Bashkirtseff

Samedi 3 février 1883

Orig

# Samedi 3 février 1883

Il y a un entrefilet du "Gil Blas" de ce matin qui dit: - On annonce un grand bal costumé dans un hôtel des environs du Parc Monceau que la colonie étrangère a surnommé la maison du crime. On dit que pour le cotillon on organise une figure spécialement conçue pour cette fête et appelée "la danse des poissons".

"Le Gaulois" avait annoncé hier un bal costumé chez nous. Est-ce une raison pour croire qu'il s'agit de nous ? Oui. C'est assez absurde pour ne pas trop s'en inquiéter, mais j'en reste tuée. Vous savez que les parents de ma tante lui ont fait un procès qui a duré dix ans pour prouver que son mari était fou lorsqu'il lui a légué sa fortune. On savait que nous finirions par le gagner et on a d'autant plus usé de tous les moyens de diffamations. Ils ont fait courir le bruit que M. Romanoff a été empoisonné [Rayé: mais] s'ils n'ont pas osé en parler officiellement dans le procès. Vous savez qu'il reste toujours quelque chose de la calomnie et que tous les hommes sont plutôt heureux de répéter des infamies.

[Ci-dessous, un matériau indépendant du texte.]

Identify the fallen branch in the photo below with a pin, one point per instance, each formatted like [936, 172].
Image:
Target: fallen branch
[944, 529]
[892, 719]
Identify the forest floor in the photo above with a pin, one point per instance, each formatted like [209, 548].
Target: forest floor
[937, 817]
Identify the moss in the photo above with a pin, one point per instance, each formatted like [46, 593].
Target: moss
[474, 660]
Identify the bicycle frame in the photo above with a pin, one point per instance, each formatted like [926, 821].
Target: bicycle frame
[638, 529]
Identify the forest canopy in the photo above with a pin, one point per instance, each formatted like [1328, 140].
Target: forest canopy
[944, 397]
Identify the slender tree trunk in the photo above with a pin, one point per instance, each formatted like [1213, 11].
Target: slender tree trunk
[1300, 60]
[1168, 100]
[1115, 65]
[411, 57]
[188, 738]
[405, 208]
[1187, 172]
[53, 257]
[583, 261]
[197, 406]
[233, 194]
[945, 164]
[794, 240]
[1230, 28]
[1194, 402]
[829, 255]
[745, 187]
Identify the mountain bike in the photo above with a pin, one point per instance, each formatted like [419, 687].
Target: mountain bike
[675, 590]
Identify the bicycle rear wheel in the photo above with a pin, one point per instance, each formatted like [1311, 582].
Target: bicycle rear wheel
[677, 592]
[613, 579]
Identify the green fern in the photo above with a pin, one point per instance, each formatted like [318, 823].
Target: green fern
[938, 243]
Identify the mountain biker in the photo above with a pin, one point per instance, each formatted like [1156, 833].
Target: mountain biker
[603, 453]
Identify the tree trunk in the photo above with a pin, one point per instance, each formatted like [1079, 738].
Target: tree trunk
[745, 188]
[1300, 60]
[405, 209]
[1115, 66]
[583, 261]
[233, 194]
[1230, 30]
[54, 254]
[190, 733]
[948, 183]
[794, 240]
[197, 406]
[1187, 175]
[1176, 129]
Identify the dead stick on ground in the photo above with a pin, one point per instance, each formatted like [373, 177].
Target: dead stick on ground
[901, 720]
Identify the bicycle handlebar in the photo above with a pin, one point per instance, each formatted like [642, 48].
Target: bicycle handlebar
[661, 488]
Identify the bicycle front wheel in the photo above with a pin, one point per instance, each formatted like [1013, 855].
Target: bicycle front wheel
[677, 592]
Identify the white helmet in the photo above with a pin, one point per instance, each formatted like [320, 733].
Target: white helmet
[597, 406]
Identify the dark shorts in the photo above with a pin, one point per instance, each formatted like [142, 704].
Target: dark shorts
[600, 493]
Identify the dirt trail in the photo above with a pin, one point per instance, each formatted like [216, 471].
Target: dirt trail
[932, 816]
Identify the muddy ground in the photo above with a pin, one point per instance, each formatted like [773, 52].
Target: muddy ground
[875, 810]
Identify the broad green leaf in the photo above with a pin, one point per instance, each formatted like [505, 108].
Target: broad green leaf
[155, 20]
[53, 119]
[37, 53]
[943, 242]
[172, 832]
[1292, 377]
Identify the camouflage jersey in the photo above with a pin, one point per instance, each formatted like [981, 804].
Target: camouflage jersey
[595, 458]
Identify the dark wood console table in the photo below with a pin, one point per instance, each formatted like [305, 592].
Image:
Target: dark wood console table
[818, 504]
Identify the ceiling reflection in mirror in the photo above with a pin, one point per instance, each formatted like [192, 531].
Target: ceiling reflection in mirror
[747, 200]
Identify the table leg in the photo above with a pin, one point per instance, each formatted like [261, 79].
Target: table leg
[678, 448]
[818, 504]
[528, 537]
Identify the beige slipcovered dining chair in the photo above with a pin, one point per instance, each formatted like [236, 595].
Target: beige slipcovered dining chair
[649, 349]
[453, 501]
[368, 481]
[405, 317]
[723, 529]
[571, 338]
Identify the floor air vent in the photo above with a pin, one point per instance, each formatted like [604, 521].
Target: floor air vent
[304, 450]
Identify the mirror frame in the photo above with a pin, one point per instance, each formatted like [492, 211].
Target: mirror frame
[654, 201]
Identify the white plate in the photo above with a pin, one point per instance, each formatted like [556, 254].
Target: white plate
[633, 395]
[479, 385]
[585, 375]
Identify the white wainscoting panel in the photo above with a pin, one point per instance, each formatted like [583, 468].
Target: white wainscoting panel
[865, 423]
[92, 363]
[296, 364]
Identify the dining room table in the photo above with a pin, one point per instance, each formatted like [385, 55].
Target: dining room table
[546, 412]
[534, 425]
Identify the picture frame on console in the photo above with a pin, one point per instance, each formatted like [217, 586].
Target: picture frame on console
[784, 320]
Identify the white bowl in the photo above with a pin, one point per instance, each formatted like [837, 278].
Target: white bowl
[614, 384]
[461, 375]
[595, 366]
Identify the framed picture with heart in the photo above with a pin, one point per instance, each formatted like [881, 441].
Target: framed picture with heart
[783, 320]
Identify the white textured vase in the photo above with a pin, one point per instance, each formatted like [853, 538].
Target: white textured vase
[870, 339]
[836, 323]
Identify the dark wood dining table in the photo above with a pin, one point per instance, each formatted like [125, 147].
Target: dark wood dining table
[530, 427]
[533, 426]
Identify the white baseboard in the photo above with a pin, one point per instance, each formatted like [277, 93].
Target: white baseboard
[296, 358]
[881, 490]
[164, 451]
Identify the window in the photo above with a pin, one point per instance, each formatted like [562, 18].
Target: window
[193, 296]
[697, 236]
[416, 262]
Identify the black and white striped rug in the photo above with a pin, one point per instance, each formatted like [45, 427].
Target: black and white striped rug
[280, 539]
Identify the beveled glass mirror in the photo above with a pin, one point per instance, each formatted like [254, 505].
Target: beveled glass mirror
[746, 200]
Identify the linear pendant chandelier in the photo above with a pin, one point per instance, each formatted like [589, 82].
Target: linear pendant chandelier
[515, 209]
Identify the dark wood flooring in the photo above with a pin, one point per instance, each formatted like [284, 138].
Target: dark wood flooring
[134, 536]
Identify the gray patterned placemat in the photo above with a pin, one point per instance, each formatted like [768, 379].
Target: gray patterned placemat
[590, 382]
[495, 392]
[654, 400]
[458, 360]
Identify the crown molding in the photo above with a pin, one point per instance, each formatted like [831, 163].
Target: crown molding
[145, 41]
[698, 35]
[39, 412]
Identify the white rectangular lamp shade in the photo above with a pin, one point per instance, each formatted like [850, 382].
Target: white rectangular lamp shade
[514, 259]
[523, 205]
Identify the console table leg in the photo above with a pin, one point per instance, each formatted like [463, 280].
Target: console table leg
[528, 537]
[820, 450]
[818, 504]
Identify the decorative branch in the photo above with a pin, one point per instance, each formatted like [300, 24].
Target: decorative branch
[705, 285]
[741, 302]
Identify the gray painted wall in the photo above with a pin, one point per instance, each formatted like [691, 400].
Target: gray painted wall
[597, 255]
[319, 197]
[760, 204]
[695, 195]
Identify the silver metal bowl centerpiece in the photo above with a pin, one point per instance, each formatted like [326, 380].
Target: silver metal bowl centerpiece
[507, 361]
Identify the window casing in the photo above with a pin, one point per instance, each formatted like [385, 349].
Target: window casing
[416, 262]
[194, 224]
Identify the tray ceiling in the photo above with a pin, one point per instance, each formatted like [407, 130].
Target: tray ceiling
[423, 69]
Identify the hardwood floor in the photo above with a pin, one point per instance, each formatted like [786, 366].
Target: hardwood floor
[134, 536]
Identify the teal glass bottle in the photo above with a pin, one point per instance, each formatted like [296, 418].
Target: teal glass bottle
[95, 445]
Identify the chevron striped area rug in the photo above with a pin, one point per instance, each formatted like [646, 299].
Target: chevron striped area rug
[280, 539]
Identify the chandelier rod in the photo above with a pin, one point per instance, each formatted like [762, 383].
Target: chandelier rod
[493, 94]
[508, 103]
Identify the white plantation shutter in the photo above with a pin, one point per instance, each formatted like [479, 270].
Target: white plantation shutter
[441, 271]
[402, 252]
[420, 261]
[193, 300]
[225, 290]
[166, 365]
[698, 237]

Je n'ai pas besoin de dire à quel point ces pauvres femmes sont innocentes, j'avais douze ans alors et je me souviens de tout et je comprenais tout. S'il y avait eu l'ombre de possibilité de joindre ce soupçon au procès on l'aurait fait... On n'a pu que le dire en l'air... Comme vous savez cela suffit. On l'a répété à Nice, Mme Tutcheff, d'autres. Maintenant à Paris, ça a été entendu, vaguement, de loin, dénaturé; on a dit que c'est Mlle Bashkirseff qui avait empoisonné son père...

Ça je ne m'en plains pas, ça a fait rire tout le monde et nous fera plutôt du bien en donnant aux autres stupides infamies un caractère d'impossibilité.

[En travers: La maréchale Canrobert est venue avec sa fille (qui a travaillé avec moi chez Julian) mais elle n'est entrée que dans l'atelier où je suis restée avec elles.]

Vous me direz que ce sont nos fêtes qui nous attirent le commencement de "mauvaise presse" et je vous répondrais que si nous vivions enfermées on inventerait des mystères et des atrocités... Il n'y a rien à faire, il y a des gens comme ça, voués aux chagrins et aux tristesses. Sans la Bailleul je n'aurais jamais pensé à nous reconnaître dans cette saleté, mais depuis qu'elle m'a annoncé des articles contre nous je guette tous les matins cet ignoble journal qui tous les matins publie une demie douzaine d'atrocité et de saleté sur un tas de gens que je ne connais pas et qui se reconnaissent sans doute les pauvres, beaucoup d'anecdotes scandaleuses sont inventées je parie pour plaire aux lecteurs qui demandent au "Gil Blas" autant de pornographie que possible. Mais que veut dire danse des poissons ?

On n'a pas la prétention de faire croire que nous recevons des Alphonse... Et alors quel rapport avec le reste ? Les choses par trop invraisemblables ne nuisent pas, et presque personne ne nous reconnaîtra... Seulement ceux qui l'ont fait imprimer l'exploiteront certainement et le mettront sous le nez de ceux qui n'auront pas compris...

C'est égal je suis extrêmement impressionnée d'autant plus qu'il n'y a rien à faire.